Maximum Cut

A maximum cut of a graph is a partition of its vertices into two sets, \(S\) and \(T\), such that the number of edges between them is maximized. The task of finding such a cut is known as the MaxCut Problem.

The Cost Function

Given a graph \(G=(V, E)\), the cost function to minimize for the MaxCut problem is given by

\[ C(\textbf{x}) = -\sum_{(i, j)\in E} w_{ij} (x_i+x_j - 2x_i x_j ) \]

where \(w_{ij}\) is the weight corresponding to the edge \((i,j) \in E\), and \(\textbf{x}\in \{0, 1\}^{|V|}\) is the binary variable indicating whether node \(i\) is in set \(S\) or \(T\). This works because each term \(x_i+x_j - 2x_i x_j\) is equal to 1 if an edge is in the cut, and 0 otherwise.

Note that the equivalent formulation in terms of Ising variables is the following

\[ C(\sigma) = -\sum_{(i, j)\in E} w_{ij} \sigma_i\sigma_j, \]

where this time \(\sigma \in \{-1, 1\}^{|V|}\).

MaxCut in OpenQAOA

MaxCut being a graph problem, you can leverage the popular networkx to easily create a variety of graphs.
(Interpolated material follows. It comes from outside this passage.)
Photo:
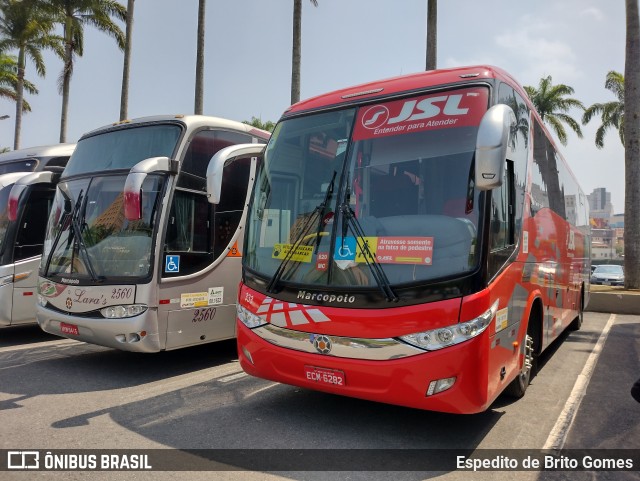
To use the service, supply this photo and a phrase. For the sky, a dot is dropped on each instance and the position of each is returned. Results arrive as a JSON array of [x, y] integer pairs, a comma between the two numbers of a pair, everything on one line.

For example, an Erdös-Rényi graph can be instantiated with

import networkx as nx

G = nx.generators.fast_gnp_random_graph(n=6, p=0.6, seed=42)

OpenQAOA has a nice wrapper to plot networkx graphs

from openqaoa.utilities import plot_graph
plot_graph(G)

Once the graph is defined, creating a MaxCut problem class requires only a few lines of code:

from openqaoa.problems import MaximumCut

maxcut_prob = MaximumCut(G)
maxcut_qubo = maxcut_prob.qubo

We can then access the underlying cost hamiltonian

maxcut_qubo.hamiltonian.expression

\[ 1.0Z_{0}Z_{2} + 1.0Z_{0}Z_{3} + 1.0Z_{0}Z_{4} + 1.0Z_{1}Z_{2} + 1.0Z_{1}Z_{3} + 1.0Z_{1}Z_{5} + 1.0Z_{2}Z_{4} + 1.0Z_{2}Z_{5} + 1.0Z_{3}Z_{5} + 1.0Z_{4}Z_{5} \]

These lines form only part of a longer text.